Input: root = [1,2,3,4,5,null,7]
Output: false
Explanation: The node with value 7 isn't as far left as possible.

Constraints:

• The number of nodes in the tree is in the range [1, 100].
• 1 <= Node.val <= 1000

Solution

check comment for explanation

class Solution {
    enum state{ fail, complete, full };
    const pair<state, int> FAIL{fail, -1};
    // pair(state, height)
    pair<state, int> helper(TreeNode *root) {
        if(!root) return make_pair(full, 0);
        auto [leftState, leftHeight] = helper(root->left);
        auto [rightState, rightHeight] = helper(root->right);
        
        // fail if any of left/right subtree is not a complete tree
        if(leftState == fail || rightState == fail) return FAIL;
        
        // fail if height of left subtree is less than or is two or more greater than right subtree's
        if(leftHeight < rightHeight || leftHeight > rightHeight + 1) return FAIL;
        
        if(leftHeight == rightHeight) {
            // fail if left subtree is complete but not full and have right subtree with same height
            if(leftState == complete) return FAIL;
            // if left subtree is full, then state of tree is depend on right subtree
            return make_pair(rightState, leftHeight + 1);
        }
        
        // height of left subtree is one greater than right subtree's
        // if right subtree is not full, it's fail
        if(rightState != full) return FAIL;
        // otherwise, it's a complete binary tree
        return make_pair(complete, leftHeight + 1);
    }
public:
    bool isCompleteTree(TreeNode* root) {
        auto [state, height] = helper(root);
        return state != fail;
    }
};

February LeetCoding Challenge 1

Description

Number of 1 Bits

Write a function that takes an unsigned integer and returns the number of '1' bits it has (also known as the Hamming weight).

Note:

• Note that in some languages such as Java, there is no unsigned integer type. In this case, the input will be given as a signed integer type. It should not affect your implementation, as the integer's internal binary representation is the same, whether it is signed or unsigned.
• In Java, the compiler represents the signed integers using 2's complement notation. Therefore, in Example 3 above, the input represents the signed integer. -3.

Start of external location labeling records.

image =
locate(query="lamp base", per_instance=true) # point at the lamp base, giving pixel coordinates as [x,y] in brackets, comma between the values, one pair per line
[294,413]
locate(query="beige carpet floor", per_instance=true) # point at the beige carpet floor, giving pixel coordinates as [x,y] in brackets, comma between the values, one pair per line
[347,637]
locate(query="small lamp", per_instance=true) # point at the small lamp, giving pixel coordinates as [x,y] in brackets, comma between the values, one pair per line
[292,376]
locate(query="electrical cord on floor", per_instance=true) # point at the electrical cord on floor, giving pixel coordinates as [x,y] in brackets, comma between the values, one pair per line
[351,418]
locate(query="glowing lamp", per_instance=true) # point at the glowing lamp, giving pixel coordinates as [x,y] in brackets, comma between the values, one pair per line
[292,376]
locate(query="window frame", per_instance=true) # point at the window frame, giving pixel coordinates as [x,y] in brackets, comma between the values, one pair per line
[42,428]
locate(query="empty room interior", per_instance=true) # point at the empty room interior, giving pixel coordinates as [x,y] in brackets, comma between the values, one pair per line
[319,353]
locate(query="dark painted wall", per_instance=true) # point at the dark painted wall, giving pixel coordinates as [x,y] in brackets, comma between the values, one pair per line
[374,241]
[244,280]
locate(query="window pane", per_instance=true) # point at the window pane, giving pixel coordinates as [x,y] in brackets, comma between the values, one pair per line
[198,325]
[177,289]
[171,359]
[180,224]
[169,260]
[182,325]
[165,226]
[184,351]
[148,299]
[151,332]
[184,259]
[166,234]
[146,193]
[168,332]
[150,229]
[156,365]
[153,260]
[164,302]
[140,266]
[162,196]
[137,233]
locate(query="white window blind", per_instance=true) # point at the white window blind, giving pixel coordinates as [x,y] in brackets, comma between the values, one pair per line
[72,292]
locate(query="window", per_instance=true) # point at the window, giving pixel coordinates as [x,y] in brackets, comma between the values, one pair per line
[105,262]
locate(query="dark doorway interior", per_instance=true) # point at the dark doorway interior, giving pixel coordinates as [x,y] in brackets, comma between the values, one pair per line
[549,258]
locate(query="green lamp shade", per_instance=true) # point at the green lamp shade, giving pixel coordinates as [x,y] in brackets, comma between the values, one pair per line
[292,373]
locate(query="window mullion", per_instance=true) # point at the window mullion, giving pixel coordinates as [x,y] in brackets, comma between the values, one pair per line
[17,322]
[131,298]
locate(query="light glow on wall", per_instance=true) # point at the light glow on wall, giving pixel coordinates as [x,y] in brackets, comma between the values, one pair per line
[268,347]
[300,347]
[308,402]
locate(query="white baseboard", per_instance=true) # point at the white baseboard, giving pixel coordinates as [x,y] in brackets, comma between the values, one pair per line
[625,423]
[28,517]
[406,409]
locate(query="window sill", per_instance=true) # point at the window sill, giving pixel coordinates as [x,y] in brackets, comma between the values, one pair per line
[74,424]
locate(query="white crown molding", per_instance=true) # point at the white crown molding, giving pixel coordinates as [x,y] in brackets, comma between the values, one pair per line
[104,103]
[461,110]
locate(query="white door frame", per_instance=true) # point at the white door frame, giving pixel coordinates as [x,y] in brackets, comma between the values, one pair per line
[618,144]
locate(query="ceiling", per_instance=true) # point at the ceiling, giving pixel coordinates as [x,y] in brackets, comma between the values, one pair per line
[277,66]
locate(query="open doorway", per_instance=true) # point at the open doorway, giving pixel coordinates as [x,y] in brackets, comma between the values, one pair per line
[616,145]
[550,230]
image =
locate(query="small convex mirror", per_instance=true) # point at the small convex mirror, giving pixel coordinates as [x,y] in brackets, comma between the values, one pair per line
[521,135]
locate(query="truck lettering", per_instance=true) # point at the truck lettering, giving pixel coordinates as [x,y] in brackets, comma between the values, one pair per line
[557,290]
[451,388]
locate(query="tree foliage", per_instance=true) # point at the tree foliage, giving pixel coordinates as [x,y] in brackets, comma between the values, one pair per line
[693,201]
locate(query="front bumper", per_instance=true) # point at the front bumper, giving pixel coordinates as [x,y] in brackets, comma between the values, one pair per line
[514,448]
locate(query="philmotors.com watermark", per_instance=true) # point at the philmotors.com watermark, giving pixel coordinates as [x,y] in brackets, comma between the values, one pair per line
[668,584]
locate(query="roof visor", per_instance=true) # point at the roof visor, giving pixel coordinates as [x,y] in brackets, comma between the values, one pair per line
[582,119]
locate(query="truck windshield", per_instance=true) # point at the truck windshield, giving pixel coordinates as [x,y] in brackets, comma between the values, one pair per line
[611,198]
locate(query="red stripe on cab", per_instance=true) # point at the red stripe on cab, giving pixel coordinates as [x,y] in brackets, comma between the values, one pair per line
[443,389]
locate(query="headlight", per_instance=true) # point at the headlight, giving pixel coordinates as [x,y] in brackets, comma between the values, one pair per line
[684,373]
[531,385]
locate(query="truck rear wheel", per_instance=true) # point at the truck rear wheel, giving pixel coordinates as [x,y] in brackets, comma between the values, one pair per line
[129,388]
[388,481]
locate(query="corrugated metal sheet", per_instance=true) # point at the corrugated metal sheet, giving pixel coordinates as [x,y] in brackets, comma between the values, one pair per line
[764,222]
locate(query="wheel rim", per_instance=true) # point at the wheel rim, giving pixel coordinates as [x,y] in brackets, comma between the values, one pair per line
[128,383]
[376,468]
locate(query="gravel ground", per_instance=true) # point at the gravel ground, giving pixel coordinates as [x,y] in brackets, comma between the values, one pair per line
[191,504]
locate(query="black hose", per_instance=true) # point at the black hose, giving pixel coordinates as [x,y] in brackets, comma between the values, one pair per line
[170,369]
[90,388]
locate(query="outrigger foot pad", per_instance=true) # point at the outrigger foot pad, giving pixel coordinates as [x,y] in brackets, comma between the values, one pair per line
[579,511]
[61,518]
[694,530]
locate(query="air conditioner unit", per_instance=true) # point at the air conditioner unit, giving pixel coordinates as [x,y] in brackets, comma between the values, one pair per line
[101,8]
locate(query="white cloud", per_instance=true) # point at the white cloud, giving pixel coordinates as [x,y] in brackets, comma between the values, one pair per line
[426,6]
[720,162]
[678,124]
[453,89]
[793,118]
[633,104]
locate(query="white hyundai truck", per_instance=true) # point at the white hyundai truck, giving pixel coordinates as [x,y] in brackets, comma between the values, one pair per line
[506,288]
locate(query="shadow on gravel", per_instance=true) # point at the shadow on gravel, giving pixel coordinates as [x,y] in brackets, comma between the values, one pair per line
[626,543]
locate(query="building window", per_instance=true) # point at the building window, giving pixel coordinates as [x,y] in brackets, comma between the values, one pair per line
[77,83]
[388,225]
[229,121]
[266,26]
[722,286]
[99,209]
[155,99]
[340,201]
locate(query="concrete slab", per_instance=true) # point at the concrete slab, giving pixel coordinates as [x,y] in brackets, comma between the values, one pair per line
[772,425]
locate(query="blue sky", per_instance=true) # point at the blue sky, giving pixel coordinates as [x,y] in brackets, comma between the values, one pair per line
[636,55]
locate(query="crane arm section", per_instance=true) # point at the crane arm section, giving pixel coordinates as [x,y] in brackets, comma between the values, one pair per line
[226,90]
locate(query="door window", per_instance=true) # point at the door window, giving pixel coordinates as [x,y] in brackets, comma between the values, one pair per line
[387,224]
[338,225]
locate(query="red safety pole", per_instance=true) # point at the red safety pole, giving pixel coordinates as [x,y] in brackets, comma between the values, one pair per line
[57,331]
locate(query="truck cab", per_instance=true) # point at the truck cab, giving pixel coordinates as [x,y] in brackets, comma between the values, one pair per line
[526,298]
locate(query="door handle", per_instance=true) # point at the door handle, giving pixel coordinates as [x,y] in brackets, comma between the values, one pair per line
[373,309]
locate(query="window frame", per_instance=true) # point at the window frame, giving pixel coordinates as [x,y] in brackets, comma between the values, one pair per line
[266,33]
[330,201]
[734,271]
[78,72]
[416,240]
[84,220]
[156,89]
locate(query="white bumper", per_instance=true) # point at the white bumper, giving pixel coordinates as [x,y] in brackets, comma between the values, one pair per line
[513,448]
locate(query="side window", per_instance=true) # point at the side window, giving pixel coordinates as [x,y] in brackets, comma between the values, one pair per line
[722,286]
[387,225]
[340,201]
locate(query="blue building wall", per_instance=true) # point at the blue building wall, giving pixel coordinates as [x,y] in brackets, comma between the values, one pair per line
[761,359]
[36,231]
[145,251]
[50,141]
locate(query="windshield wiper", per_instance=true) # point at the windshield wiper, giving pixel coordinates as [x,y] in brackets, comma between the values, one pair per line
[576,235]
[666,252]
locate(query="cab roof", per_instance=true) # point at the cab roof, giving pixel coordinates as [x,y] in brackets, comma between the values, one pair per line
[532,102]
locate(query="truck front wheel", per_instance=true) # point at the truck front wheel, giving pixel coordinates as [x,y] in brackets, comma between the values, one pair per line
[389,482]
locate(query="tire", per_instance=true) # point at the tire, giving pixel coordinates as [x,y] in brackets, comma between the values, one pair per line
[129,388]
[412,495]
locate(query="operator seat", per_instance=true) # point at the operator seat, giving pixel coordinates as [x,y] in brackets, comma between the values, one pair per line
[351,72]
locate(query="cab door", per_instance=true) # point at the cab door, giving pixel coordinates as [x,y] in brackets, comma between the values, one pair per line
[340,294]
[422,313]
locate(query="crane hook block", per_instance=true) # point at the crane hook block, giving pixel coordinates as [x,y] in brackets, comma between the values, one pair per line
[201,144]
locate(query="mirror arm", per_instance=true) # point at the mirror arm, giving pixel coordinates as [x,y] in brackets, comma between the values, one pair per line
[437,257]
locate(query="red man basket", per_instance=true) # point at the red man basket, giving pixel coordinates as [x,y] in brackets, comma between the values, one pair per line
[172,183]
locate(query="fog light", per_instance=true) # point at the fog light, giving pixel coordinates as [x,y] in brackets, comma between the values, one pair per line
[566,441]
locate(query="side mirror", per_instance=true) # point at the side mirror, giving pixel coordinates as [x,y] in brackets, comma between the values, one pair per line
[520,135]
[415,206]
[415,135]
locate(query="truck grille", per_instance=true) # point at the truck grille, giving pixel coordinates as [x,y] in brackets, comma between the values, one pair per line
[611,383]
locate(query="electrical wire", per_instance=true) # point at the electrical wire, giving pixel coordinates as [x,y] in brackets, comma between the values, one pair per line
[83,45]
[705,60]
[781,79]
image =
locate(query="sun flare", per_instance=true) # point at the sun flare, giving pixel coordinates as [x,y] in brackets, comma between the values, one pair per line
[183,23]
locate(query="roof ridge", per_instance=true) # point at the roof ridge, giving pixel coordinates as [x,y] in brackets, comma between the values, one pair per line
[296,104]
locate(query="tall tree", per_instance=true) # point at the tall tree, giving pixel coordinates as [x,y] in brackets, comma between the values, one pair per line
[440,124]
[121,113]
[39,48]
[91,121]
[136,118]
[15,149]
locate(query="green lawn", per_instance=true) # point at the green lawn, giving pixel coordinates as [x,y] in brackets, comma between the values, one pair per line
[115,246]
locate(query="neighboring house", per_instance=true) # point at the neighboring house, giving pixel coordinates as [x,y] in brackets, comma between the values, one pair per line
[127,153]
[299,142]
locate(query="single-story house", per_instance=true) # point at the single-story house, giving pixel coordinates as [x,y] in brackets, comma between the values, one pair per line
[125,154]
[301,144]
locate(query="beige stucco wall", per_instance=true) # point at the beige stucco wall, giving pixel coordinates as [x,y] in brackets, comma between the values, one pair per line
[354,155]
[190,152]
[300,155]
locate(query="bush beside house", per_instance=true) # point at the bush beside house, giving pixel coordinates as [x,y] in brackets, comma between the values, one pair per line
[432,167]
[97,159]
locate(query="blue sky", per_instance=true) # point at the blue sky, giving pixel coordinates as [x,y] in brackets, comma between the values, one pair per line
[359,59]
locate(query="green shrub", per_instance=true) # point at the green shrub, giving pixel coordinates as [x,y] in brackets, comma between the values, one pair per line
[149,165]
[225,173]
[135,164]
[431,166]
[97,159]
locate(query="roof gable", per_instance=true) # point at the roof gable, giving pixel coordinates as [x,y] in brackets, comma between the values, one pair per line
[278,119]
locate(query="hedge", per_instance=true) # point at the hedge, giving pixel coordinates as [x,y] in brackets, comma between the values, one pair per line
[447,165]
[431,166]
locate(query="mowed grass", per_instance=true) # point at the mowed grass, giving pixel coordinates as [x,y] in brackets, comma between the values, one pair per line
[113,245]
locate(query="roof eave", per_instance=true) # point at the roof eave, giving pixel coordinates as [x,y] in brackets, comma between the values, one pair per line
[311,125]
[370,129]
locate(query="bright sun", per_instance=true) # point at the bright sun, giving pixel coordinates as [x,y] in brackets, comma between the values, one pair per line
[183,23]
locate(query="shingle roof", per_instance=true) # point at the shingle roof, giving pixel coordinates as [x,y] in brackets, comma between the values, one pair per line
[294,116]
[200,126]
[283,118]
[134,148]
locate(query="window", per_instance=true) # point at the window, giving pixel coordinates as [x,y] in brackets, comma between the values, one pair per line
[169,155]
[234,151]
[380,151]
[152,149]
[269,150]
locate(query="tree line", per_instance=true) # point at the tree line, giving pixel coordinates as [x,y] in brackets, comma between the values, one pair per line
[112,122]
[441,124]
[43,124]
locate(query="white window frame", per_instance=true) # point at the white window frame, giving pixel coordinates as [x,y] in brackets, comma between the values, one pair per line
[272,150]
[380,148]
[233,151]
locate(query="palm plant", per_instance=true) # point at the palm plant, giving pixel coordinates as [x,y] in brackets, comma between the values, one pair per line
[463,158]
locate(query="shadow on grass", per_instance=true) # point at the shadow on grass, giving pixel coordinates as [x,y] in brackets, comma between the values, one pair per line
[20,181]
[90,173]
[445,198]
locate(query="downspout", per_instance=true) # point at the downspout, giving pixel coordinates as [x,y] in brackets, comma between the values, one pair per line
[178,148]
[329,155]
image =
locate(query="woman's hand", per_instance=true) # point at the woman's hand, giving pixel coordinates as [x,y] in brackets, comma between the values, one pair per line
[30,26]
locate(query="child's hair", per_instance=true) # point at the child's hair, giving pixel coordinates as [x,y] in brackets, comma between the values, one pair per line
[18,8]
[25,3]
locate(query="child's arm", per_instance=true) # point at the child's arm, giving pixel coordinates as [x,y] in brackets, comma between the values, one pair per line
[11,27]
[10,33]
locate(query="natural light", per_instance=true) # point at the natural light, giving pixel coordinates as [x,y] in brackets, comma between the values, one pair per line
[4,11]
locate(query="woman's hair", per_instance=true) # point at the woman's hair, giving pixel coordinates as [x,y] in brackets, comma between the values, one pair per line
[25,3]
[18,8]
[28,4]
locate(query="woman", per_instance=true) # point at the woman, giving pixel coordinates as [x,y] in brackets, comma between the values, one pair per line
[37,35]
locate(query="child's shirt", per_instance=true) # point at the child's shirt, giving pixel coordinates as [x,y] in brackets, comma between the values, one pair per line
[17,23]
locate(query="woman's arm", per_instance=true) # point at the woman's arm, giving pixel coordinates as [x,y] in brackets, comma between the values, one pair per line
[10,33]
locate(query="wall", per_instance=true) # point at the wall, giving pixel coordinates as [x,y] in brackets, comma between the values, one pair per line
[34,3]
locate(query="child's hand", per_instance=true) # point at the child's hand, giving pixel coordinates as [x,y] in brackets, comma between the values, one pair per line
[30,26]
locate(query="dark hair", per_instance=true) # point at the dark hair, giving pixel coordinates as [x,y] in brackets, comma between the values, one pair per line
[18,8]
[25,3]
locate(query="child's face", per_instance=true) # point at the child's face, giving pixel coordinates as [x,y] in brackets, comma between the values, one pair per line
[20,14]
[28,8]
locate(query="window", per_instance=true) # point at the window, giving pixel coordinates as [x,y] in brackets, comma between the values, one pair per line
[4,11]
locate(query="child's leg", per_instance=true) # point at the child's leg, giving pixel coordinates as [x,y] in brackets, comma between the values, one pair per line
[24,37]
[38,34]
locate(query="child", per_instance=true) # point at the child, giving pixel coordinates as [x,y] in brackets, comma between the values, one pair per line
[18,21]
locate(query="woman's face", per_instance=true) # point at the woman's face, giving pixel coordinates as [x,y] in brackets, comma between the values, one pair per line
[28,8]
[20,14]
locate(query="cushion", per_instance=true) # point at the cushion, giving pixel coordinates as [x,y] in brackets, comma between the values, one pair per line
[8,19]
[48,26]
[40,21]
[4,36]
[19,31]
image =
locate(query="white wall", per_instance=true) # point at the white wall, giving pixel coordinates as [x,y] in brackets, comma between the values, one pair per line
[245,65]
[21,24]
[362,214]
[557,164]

Follow up: If this function is called many times, how would you optimize it?

Example 1:

Input: n = 00000000000000000000000000001011
Output: 3
Explanation: The input binary string 00000000000000000000000000001011 has a total of three '1' bits.

Example 2:

Input: n = 00000000000000000000000010000000
Output: 1
Explanation: The input binary string 00000000000000000000000010000000 has a total of one '1' bit.

Example 3:

Input: n = 11111111111111111111111111111101
Output: 31
Explanation: The input binary string 11111111111111111111111111111101 has a total of thirty one '1' bits.

Constraints:

• The input must be a binary string of length 32

Solution

class Solution {
public:
    int hammingWeight(uint32_t n) {
        int answer = 0;
        while(n) {
            answer += (n & 1);
            n >>= 1;
        }
        return answer;
    }
};

or low bit

class Solution {
public:
    int hammingWeight(uint32_t n) {
        int answer = 0;
        while(n) {
            answer += 1;
            n &= n-1;
        }
        return answer;
    }
};